Mercredi 04 Novembre : reconfi(né) - déconfi(ture)

Le peuple était de nouveau tenu enfermé, du moins hors travail et école. On avait remis au goût du jour les édits du printemps et l’on exigeait que chacun ne s’éloigne pas de plus d’un quart de lieu de son domicile.

 

Commerces fermés rendaient leurs tenanciers furieux et prêts, par désespoir, à braver les décrets et édits. Ils étaient soutenus par quelques échevins. En retour, Intendants et médecins de cour vitupéraient, agitant les chiffres et nombres de la contagion, chaque jour choisissant celui pouvant faire terreur.

 

Le grand Mal, fléau, châtiment divin, ou œuvre du Malin était décrit désormais comme destiné à sans cesse revenir nous tarabuster et mener nombre de pauvres gens et vieillards à trépas. Le salut ne pourrait venir que de la potion protectrice que l’on cherchait désespérément. Les pharmaciens, seuls désormais à financer et diriger études de médecines, en espérait bonne, durable et très profitable issue mais seulement dans plusieurs mois.

 

Avant que la chose ne fût produite et diffusée partout, on ne voyait guère de retour à bonne et libre vie avant longtemps.

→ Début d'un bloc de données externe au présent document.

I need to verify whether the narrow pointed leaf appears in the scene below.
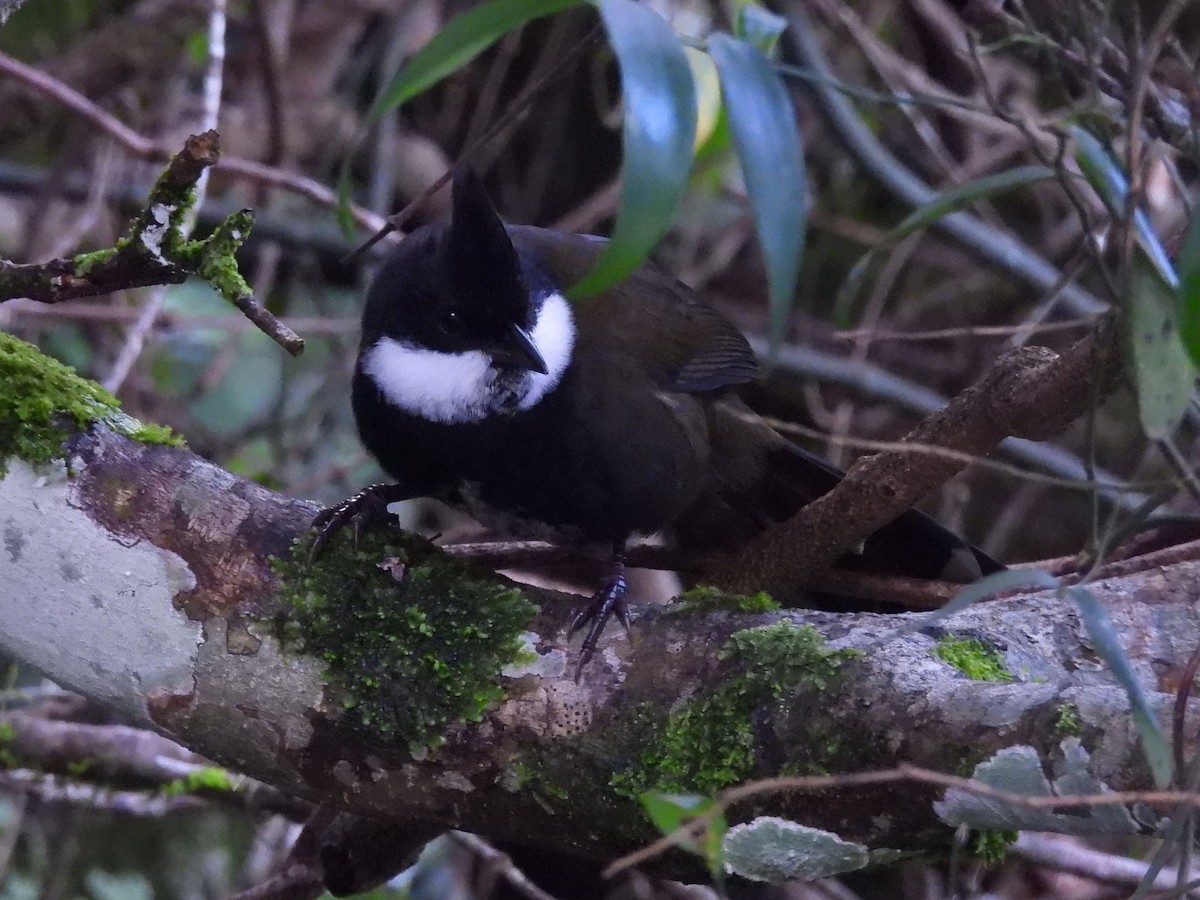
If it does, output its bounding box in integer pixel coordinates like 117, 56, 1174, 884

L’enfermement s’annonçait sans fin : pour tenir, il fallait attiser les peurs, même par déclarations ou gesticulations déraisonnables. Le Médecin du Roi donnait fort à ce propos, vitupérant contre échevins ou fustigeant la Chambre des Pairs. Soucieux de s’attribuer tout pouvoir et liberté de contraindre, il se montra vindicatif envers les représentants du Tiers qu’il appela même à se retirer du débat. On avait trop forcé le trait, trop fait taire toute voix dissonante, trop crié au loup, trop écarté sa propre responsabilité, trop nié son ignorance : la maison, comme la raison étaient à terre, et, au Grand Conseil on avait, comme subalternes et petits caporaux, remplacé savoir et compétence par criailleries et abus d’autorité.

 

Le peuple, désorienté, incertain, était cependant dans la crainte, tout à fait raisonnable, du Mal. Lors du premier enferment, on avait abordé la chose avec l’espoir de combattre, on avait encouragé les carabins, admis ou excusé quelques incohérentes ou excessives mesures qui prêtaient à sourire hors du Royaume.

 

Pour l’heure, craintif, il abordait ce second enfermement, qui en appelait paraît-il d’autres, dans l’abattement général.

 

Outre-océan, l’élection du Roi-président était incertaine, ce qui n’empêchait pas l’actuel de se dire vainqueur et de menacer toute contradiction des foudres de la plus Haute Cour, à lui acquise.

 

En Orient, les excessifs continuaient, parfois en sous-main, à encourager les assassins pour qu’ils courent sus à l’infidèle se moquant de leur religion, eux qui se moquaient fort de nos principes les plus sacrés.

 

 

 

Entre maladie maligne, enfermement et mélancolie, guerres de religion et folies autoritaires, le monde devenait fol et l’on se demandait s’il ne faudrait pas soigner la terre entière avec quatre grains d’ellébore.